GENEL KURUL KONUŞMASI
Konu: 2014 YILI MERKEZİ YÖNETİM BÜTÇE KANUNU TASARISI İLE 2012 YILI MERKEZİ YÖNETİM KESİN HESAP KANUNU TASARISI NEDENİYLE
Yasama Yılı:4
Birleşim:31
Tarih:14.12.2013

MHP GRUBU ADINA MUHARREM VARLI (Adana) - Sayın Başkan, değerli milletvekilleri; Orman ve Su İşleri Bakanlığı, Devlet Su işleri Genel Müdürlüğü, Su Enstitüsü ve Meteoroloji Genel Müdürlüğü bütçeleri üzerinde söz aldım. Tabii, Sayıştay raporlarının olmadığı bir bütçeyi görüşüyoruz. Bunun da ne kadar doğru olduğunu hem milletimizin hem de sizlerin vicdanına bırakarak hepinizi saygıyla selamlıyorum.

Şimdi, birkaç gün önce, Ankara'nın bütün caddelerinde, bütün otobanlarda, bütün televizyonlarda, efendim "113 dev eser." Yahu, bu 113 dev eser neymiş diye bir bakayım dedim, baktım, inceledim şöyle. Bir tanesi orman kulübesi. Ne kadar büyük bir eser, değil mi! Bir tanesi, Adana'da su kanalının etrafında çocuklar girmesin, düşmesin diye döşenen demir korumalıklar. Bir tanesi, bir ev yapılmış, o. Yahu, Allah'tan korkun!

ALİ SARIBAŞ (Çanakkale) - Tuvaletleri de söyle!

MUHARREM VARLI (Devamla) - Şimdi, insan bu kadar...

BÜLENT BELEN (Tekirdağ) - Çekemiyorsunuz siz!

ALİ SARIBAŞ (Çanakkale) - Çakmak doldurma tesisi!

MUHARREM VARLI (Devamla) - Bakın, bu ülkede taş üstüne taş koyan, bu ülkeye hizmet için elinden geleni yapana saygı duyarız, Allah razı olsun deriz, hizmete hiçbir zaman için karşı gelmeyiz ama hizmeti yaparken biraz mütevazı olun ya!
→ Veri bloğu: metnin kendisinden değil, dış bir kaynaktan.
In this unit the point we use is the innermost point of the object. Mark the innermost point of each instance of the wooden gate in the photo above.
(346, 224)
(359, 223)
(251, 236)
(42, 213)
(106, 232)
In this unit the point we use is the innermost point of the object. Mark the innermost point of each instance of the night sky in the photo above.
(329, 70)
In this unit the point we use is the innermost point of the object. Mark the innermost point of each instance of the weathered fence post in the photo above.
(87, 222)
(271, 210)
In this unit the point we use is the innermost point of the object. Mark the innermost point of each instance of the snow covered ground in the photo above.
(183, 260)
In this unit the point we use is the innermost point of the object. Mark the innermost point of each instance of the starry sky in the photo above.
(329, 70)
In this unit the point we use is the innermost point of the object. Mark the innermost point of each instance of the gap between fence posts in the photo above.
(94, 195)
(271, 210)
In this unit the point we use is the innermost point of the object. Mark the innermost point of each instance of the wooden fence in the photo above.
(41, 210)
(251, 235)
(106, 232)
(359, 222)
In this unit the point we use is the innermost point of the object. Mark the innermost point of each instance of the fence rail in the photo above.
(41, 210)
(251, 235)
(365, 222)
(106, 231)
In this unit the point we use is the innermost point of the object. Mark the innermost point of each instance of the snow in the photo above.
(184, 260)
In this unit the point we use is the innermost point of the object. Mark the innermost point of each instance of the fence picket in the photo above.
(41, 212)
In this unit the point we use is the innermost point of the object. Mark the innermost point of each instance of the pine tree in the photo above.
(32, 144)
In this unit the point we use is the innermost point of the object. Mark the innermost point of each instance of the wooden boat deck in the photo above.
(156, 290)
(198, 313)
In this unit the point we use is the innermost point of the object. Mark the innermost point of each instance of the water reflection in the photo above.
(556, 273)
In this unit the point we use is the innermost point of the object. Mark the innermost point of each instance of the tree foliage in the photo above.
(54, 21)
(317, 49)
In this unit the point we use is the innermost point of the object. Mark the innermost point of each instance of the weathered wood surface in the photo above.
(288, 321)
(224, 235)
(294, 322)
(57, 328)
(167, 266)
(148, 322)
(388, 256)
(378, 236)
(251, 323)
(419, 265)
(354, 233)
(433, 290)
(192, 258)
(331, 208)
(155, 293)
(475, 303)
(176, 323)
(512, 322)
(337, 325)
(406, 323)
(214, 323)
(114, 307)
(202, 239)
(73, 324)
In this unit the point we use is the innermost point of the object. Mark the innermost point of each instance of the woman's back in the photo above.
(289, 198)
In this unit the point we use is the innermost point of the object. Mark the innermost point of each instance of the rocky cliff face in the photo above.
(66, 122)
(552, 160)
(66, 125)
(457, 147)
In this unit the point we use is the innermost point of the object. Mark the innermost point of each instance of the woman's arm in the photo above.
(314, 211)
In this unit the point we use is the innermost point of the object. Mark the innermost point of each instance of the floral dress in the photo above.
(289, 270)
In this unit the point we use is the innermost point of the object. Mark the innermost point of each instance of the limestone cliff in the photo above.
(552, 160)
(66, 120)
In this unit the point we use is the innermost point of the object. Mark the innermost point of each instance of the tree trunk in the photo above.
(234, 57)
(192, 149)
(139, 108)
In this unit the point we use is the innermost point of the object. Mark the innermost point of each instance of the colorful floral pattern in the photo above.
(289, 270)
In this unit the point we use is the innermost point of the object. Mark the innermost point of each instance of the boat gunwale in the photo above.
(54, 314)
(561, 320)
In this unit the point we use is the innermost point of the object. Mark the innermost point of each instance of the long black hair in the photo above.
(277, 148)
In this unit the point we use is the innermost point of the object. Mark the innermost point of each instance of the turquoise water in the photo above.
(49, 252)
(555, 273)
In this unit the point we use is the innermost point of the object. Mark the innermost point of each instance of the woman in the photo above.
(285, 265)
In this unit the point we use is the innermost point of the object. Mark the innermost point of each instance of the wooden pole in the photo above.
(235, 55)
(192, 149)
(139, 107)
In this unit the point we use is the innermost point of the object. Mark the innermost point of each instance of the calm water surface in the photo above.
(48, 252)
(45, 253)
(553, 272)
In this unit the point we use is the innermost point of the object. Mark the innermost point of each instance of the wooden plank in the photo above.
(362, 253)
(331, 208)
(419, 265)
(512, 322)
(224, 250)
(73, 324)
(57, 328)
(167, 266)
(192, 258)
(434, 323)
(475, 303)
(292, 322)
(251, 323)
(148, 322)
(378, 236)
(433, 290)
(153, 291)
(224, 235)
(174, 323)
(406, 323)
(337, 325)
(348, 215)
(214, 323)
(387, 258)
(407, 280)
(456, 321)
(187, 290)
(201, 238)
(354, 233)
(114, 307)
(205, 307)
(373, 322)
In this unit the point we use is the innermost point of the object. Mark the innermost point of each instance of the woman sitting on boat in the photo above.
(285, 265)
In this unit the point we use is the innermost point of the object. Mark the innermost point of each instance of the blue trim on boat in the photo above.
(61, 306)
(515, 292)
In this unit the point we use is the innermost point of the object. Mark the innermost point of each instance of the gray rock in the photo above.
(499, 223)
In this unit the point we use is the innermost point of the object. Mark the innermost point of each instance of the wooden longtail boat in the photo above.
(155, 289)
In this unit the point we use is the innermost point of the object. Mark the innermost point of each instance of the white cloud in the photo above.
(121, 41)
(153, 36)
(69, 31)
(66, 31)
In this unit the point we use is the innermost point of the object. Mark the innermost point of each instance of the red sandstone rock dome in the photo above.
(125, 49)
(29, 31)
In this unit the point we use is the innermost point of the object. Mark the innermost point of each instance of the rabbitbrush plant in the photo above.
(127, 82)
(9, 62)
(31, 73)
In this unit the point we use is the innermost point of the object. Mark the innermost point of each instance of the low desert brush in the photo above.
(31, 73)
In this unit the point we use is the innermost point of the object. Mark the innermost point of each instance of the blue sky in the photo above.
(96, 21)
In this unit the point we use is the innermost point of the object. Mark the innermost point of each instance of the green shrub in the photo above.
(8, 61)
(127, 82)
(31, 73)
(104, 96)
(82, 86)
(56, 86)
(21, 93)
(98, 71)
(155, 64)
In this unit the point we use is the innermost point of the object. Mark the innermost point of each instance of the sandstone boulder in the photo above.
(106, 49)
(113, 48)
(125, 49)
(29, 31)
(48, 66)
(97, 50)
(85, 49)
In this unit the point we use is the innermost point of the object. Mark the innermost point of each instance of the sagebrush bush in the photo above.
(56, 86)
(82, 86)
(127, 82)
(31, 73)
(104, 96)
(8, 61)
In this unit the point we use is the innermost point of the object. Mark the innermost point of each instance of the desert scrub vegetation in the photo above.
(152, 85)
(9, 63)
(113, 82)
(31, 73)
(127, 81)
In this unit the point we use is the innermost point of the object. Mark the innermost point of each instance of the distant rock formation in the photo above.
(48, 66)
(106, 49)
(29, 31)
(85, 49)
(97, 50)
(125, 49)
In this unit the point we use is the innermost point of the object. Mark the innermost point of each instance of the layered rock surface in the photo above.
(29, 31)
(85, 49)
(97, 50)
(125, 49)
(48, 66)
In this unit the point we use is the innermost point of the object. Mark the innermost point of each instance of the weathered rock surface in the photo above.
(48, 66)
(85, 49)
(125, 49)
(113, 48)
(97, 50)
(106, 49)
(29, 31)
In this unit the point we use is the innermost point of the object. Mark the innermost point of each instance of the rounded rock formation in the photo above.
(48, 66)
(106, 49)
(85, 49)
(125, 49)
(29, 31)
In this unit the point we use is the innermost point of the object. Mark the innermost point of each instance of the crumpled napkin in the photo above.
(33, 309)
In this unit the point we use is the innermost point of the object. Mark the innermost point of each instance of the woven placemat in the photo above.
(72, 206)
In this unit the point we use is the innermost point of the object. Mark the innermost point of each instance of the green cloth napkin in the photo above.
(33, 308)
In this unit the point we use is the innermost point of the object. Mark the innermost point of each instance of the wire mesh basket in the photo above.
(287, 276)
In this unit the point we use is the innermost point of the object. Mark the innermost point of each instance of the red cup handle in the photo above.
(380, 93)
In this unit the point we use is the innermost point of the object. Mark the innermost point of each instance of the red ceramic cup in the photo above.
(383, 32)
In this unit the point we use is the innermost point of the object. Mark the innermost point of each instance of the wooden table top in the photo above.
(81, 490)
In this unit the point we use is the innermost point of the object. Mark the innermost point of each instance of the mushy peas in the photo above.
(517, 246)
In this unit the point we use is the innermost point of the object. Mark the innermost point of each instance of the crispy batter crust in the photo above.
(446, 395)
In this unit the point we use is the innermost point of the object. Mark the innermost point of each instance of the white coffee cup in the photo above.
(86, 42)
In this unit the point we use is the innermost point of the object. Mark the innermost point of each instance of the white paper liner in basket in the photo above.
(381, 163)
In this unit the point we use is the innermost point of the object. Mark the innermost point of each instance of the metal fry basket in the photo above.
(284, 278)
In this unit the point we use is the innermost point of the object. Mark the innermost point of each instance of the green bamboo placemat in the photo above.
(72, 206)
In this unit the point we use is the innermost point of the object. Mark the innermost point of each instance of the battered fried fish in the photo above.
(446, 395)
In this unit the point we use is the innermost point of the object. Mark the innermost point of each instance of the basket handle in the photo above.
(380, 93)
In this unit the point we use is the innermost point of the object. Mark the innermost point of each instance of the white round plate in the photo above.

Müslüman mütevazı olur, Müslüman bu kadar şımarık hareket etmez, bu kadar kendisinden nefret ettirecek, kendisine bu sözleri söyletecek durumda reklamla, şatafatla iş yapmaz yani yaptığınız işi bile o kadar şatafatlı, o kadar reklamla anlatıyorsunuz ki karşıdaki insanı âdeta tahrik ediyorsunuz, "Çıkın buraya, bize bunları söyleyin." diye âdeta tahrik ediyorsunuz.

ORMAN VE SU İŞLERİ BAKANI VEYSEL EROĞLU (Afyonkarahisar) - Millet takdir ediyor, siz etmeseniz de önemli değil.

MUHARREM VARLI (Devamla) - Yani, şimdi, yapılan 113 eserin toplamı 3,5 milyar dolar; 3,5 milyar dolar.

Bakın, 1975 yılında bitmiş Keban Barajı'nın toplam maliyeti 7 milyar dolar. Yahu, siz Keban'ı hayal bile edemediniz be! Keban'ı, Atatürk Barajı'nı hayal bile edemediniz! Onların hidroelektrik üretimini, onların tarımsal sulamasını hayal bile edemediniz. Hâlâ geçmiş dönemleri eleştiriyorsunuz, geçmiş dönemlerle ilgili hiçbir şey yapılmamış kabul ediyorsunuz.

HALUK EYİDOĞAN (İstanbul) - Dereleri kurutuyorlar.

MUHARREM VARLI (Devamla) - Sayın Başbakanın ısrarla eleştirdiği Sayın Süleyman Demirel'in yapmış olduğu barajlarla hâlâ Çukurova sulanıyor, Seyhan Barajı ile Aslantaş Barajı Çukurova'yı suluyor hâlâ. Sizin yapmış olduğunuz, bizim Kozan ilçesinin üstünde küçücük bir gölet var. Bugüne kadar hiç kimse ondan baraj diye bahsetmedi. O, ufacık bir gölettir, sulama göletidir, herkes onu gölet olarak bilir. Sizin yaptıklarınızın hepsi o göletten daha büyük değil ama sanki bir Keban yapmış gibi, bir Atatürk Barajı yapmış gibi, bir GAP projesini düşünmüş, projeyi gerçekleştirmiş gibi çıkıyorsunuz şatafatla, reklamlarla...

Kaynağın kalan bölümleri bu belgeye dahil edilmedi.